Even when the future seems most hopeless, when slavery and persecution threaten the very existence of Klal Yisroel, the Jew has faith in the Adon Olam. This reminder makes practical and real the emunah expressed in the Shema.
Moreover, the tefillin itself is a physical reminder of our connection to Hashem. The straps of the tefillin represent the bonds that tie us to Hashem, and the boxes contain the verses that remind us of Hashem’s power and greatness. By physically binding ourselves to the tefillin and reciting the prayers, we are reminded of our connection to Hashem and are inspired to lead a more meaningful and purposeful life.
The tefillin are worn on the arm, the symbol of action. In Judaism, it is not enough to believe, to love and fear Hashem, or even study the Torah. One must act profoundly Jewish. Being a hypocrite, that professes tzedakah but is selfish, who talks about being honest, but lies – this is not the realm of Judaism.
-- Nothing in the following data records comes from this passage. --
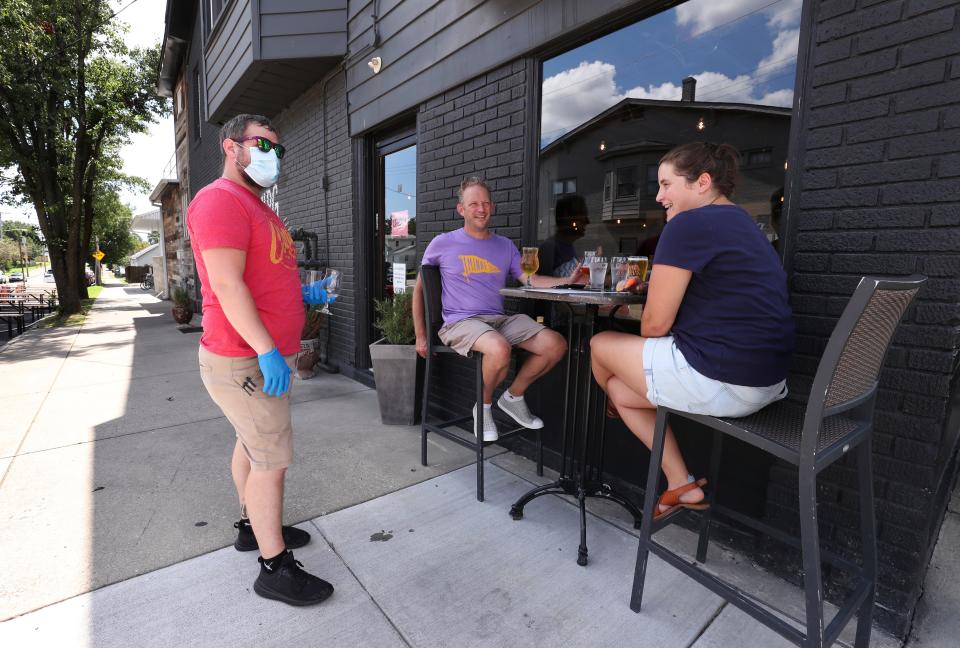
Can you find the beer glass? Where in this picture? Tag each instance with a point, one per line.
(637, 267)
(618, 271)
(332, 286)
(598, 273)
(588, 257)
(530, 261)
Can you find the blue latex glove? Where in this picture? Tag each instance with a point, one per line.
(316, 294)
(276, 373)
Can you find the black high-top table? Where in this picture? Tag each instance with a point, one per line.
(581, 457)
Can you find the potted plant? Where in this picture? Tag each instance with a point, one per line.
(182, 308)
(396, 366)
(309, 342)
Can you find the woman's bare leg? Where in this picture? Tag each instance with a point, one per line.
(618, 369)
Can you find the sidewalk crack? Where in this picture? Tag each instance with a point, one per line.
(386, 616)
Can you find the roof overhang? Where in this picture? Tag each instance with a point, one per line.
(176, 37)
(160, 188)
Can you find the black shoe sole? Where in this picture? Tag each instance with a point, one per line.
(283, 598)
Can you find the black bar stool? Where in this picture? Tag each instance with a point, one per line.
(432, 290)
(837, 418)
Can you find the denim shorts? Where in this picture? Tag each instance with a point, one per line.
(672, 382)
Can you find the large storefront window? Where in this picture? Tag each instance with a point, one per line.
(610, 109)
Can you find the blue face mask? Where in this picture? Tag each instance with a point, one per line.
(264, 167)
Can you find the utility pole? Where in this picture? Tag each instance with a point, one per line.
(96, 267)
(23, 263)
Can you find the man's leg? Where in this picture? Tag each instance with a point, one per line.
(496, 361)
(263, 497)
(546, 349)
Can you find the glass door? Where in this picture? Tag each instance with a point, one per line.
(390, 238)
(397, 220)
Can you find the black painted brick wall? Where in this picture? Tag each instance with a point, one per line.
(880, 182)
(301, 198)
(473, 129)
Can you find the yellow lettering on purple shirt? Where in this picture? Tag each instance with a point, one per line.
(476, 265)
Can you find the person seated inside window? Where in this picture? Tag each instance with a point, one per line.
(717, 330)
(558, 258)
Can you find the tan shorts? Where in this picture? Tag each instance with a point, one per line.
(262, 422)
(462, 335)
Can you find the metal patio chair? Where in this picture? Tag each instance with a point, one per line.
(432, 289)
(836, 419)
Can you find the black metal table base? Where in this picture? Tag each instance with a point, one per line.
(569, 486)
(581, 459)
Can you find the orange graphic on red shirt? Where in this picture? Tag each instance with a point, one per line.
(282, 249)
(477, 265)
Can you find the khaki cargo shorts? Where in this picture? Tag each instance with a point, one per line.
(462, 335)
(262, 422)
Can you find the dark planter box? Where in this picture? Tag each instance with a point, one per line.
(397, 370)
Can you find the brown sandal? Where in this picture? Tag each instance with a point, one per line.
(671, 498)
(611, 410)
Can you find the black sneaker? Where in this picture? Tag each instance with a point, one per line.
(293, 537)
(288, 582)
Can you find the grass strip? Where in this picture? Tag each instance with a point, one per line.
(76, 319)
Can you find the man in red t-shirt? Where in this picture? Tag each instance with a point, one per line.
(252, 317)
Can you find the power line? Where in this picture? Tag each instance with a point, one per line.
(656, 53)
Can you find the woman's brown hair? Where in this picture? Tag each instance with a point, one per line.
(695, 158)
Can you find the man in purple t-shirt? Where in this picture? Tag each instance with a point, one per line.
(474, 264)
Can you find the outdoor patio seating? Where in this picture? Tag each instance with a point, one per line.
(430, 278)
(836, 419)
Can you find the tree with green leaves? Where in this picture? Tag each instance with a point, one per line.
(70, 93)
(111, 227)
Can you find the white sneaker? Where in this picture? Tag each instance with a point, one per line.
(519, 412)
(490, 432)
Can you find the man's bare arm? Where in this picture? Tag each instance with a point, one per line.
(225, 268)
(419, 322)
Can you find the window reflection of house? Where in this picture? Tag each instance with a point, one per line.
(615, 157)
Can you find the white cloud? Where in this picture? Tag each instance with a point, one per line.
(575, 95)
(782, 98)
(581, 93)
(785, 46)
(704, 15)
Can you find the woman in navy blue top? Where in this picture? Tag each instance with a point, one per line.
(717, 329)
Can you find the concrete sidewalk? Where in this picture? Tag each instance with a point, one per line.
(116, 506)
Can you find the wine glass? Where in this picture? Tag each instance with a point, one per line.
(332, 286)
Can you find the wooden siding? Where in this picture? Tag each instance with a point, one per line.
(262, 54)
(428, 45)
(228, 55)
(303, 29)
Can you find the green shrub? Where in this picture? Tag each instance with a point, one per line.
(180, 296)
(395, 318)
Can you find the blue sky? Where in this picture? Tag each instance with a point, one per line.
(739, 50)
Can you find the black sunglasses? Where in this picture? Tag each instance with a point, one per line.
(266, 145)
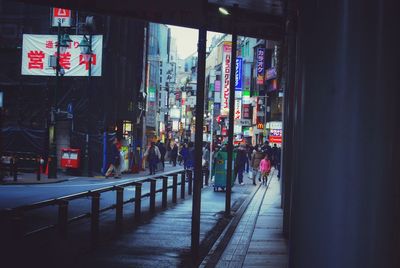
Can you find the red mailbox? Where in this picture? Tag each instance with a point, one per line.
(70, 158)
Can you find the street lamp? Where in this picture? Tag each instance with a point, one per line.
(63, 42)
(85, 47)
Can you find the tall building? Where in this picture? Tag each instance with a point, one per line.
(87, 109)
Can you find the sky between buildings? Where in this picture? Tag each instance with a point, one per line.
(186, 40)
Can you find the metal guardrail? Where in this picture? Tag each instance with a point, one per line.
(14, 161)
(15, 216)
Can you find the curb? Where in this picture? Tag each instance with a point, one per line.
(32, 183)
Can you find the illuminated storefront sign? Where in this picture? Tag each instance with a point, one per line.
(226, 72)
(238, 74)
(260, 66)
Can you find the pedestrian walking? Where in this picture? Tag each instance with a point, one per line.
(114, 168)
(185, 155)
(206, 162)
(174, 152)
(163, 151)
(265, 169)
(240, 163)
(153, 156)
(256, 158)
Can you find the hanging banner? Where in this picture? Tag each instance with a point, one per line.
(37, 49)
(238, 74)
(246, 111)
(275, 136)
(260, 66)
(61, 17)
(226, 72)
(238, 109)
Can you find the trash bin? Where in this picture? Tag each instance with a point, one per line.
(70, 158)
(220, 170)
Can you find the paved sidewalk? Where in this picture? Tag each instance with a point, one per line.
(258, 240)
(31, 178)
(163, 240)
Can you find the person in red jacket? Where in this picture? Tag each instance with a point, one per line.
(265, 169)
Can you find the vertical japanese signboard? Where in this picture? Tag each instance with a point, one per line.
(37, 49)
(238, 74)
(260, 66)
(238, 109)
(226, 72)
(217, 89)
(61, 17)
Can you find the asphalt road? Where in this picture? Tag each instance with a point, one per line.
(17, 195)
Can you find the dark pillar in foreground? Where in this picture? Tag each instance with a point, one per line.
(230, 131)
(345, 206)
(198, 172)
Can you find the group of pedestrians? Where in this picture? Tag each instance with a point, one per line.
(257, 161)
(263, 158)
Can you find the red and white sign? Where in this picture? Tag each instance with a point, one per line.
(37, 49)
(61, 17)
(226, 73)
(275, 136)
(238, 109)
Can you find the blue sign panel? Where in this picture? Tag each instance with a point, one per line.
(238, 74)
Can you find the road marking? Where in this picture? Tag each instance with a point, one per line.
(100, 183)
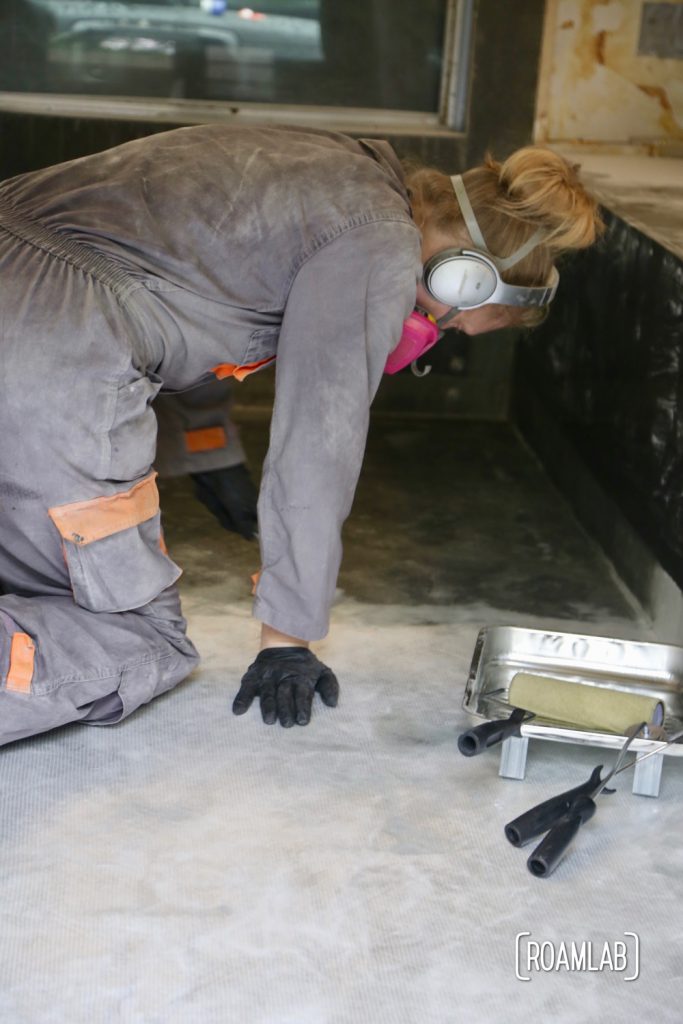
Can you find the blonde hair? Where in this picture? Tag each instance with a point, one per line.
(534, 187)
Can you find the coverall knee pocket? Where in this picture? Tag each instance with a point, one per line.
(114, 549)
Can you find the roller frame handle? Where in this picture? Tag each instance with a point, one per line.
(542, 817)
(482, 736)
(552, 848)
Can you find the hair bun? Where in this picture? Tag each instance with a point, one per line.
(542, 185)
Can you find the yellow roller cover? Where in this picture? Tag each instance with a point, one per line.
(582, 704)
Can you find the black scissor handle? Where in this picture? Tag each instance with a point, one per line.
(552, 848)
(550, 812)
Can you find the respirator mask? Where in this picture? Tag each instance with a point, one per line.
(465, 279)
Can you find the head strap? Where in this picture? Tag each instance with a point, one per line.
(504, 262)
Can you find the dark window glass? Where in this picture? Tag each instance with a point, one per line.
(372, 53)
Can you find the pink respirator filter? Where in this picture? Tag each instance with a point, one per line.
(420, 333)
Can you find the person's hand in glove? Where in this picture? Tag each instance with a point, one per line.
(231, 496)
(286, 680)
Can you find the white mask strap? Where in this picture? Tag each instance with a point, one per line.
(505, 262)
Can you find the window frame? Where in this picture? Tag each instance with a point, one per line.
(451, 117)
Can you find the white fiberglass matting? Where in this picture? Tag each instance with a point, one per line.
(191, 867)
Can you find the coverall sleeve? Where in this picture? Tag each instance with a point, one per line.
(196, 432)
(343, 316)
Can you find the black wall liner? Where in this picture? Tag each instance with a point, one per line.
(608, 369)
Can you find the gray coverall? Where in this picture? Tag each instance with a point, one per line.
(163, 263)
(196, 430)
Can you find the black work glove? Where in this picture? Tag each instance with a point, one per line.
(230, 495)
(286, 679)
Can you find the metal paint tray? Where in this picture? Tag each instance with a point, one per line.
(634, 666)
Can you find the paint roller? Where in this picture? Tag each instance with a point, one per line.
(571, 704)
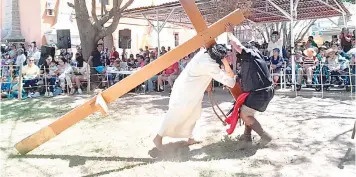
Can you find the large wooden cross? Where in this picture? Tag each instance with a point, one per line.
(205, 36)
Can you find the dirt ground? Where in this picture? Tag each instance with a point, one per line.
(311, 138)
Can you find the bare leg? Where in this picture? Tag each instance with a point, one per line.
(192, 141)
(252, 123)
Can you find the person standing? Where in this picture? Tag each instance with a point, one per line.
(256, 83)
(185, 102)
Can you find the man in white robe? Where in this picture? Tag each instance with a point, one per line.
(185, 102)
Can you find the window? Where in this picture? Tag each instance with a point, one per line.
(176, 39)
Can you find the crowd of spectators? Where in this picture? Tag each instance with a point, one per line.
(68, 73)
(331, 63)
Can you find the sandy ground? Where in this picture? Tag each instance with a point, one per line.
(311, 137)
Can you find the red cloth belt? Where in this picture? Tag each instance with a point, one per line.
(234, 116)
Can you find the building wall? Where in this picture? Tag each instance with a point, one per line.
(33, 19)
(46, 21)
(30, 20)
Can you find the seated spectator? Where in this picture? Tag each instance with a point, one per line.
(346, 42)
(147, 51)
(140, 62)
(131, 61)
(309, 64)
(333, 65)
(49, 68)
(21, 58)
(13, 51)
(81, 73)
(14, 92)
(321, 55)
(113, 55)
(276, 65)
(276, 42)
(170, 74)
(31, 74)
(65, 74)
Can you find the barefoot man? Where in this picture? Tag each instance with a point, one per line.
(255, 79)
(185, 102)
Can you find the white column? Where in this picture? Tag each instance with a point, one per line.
(292, 46)
(158, 31)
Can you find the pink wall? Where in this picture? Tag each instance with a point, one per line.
(33, 19)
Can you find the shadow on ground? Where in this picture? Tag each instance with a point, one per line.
(224, 149)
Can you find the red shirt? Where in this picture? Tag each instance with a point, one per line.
(171, 68)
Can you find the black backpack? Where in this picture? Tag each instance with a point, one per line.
(254, 71)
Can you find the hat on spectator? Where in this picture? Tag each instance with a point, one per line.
(309, 50)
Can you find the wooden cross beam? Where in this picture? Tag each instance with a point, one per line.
(205, 36)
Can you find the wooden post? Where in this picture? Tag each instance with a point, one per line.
(111, 94)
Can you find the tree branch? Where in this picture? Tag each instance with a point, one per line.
(111, 13)
(128, 3)
(306, 28)
(83, 8)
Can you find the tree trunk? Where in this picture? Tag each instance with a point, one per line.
(109, 41)
(88, 39)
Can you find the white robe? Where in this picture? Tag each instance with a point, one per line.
(185, 102)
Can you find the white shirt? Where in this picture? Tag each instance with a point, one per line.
(185, 102)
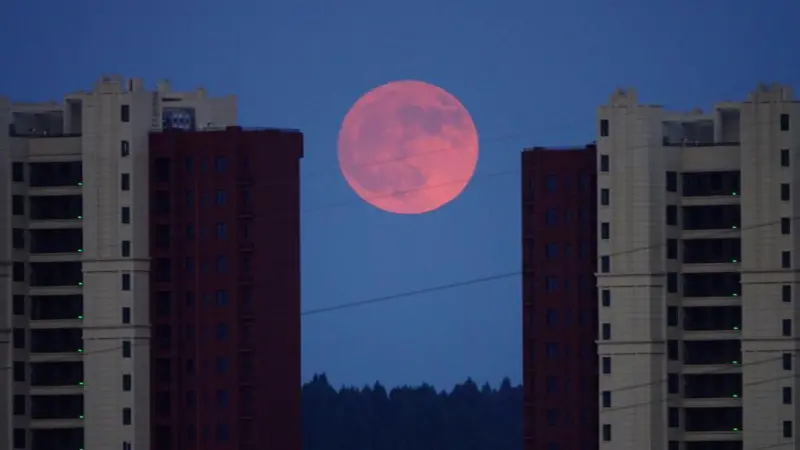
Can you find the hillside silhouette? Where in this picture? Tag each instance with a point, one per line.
(468, 417)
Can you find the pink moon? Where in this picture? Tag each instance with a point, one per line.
(408, 147)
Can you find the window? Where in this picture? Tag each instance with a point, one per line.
(605, 197)
(18, 307)
(606, 399)
(605, 230)
(674, 417)
(672, 282)
(672, 215)
(605, 297)
(604, 128)
(551, 183)
(672, 181)
(606, 365)
(605, 163)
(18, 337)
(18, 238)
(18, 205)
(18, 271)
(672, 316)
(222, 230)
(673, 383)
(221, 197)
(673, 352)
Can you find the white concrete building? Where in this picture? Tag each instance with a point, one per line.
(74, 267)
(698, 274)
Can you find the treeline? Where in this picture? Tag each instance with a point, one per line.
(411, 418)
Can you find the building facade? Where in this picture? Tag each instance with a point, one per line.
(225, 289)
(75, 263)
(559, 309)
(698, 274)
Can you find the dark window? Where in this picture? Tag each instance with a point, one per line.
(605, 297)
(674, 417)
(606, 363)
(604, 163)
(673, 383)
(18, 238)
(672, 215)
(605, 197)
(18, 307)
(672, 181)
(672, 249)
(17, 172)
(672, 316)
(18, 205)
(605, 264)
(605, 230)
(604, 128)
(606, 399)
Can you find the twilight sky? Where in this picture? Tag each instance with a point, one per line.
(530, 72)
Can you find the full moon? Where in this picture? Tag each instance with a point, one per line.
(408, 147)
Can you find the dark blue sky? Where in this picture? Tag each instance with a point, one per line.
(530, 72)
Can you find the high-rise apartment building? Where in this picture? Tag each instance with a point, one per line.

Yiddishkeit requires us to act, to purify and raise ourselves through mitzvos.
Once, the legendary Tzaddik, Rabbi Elya Dushnitzer asked a pharmacist on how he did teshuva and ended up back on the Derech of Toras Emes. He said that many years ago after he strayed from Torah, he met the Chofetz Chaim, who asked him what he did for a living.
He told him that he was a pharmacist. The Chofetz Chaim, who always had a way of connecting with people, responded simply, “when you prepare your medicines and bring them to your sick, have in mind that you are fulfilling the mitzvah of bikur cholim, helping heal a fellow Jew. That way you will be transforming an act that is merely physical, a way to earn money, into a precious mitzvah.” The chofetz chaim’s words, spoken so sincerely, and with such purity made a huge impression on the Jew, so much that he returned to the path of Torah.
Ideals without actions, believing without doing mitzvos, are like a tree without roots – it may seem tall and impressive, but it lacks a strong foundation and cannot bear fruit. Shabbos, Taharas Hamishpacha, Teffilin, Tzitzis, are the roots that nourish and bring Judaism to life.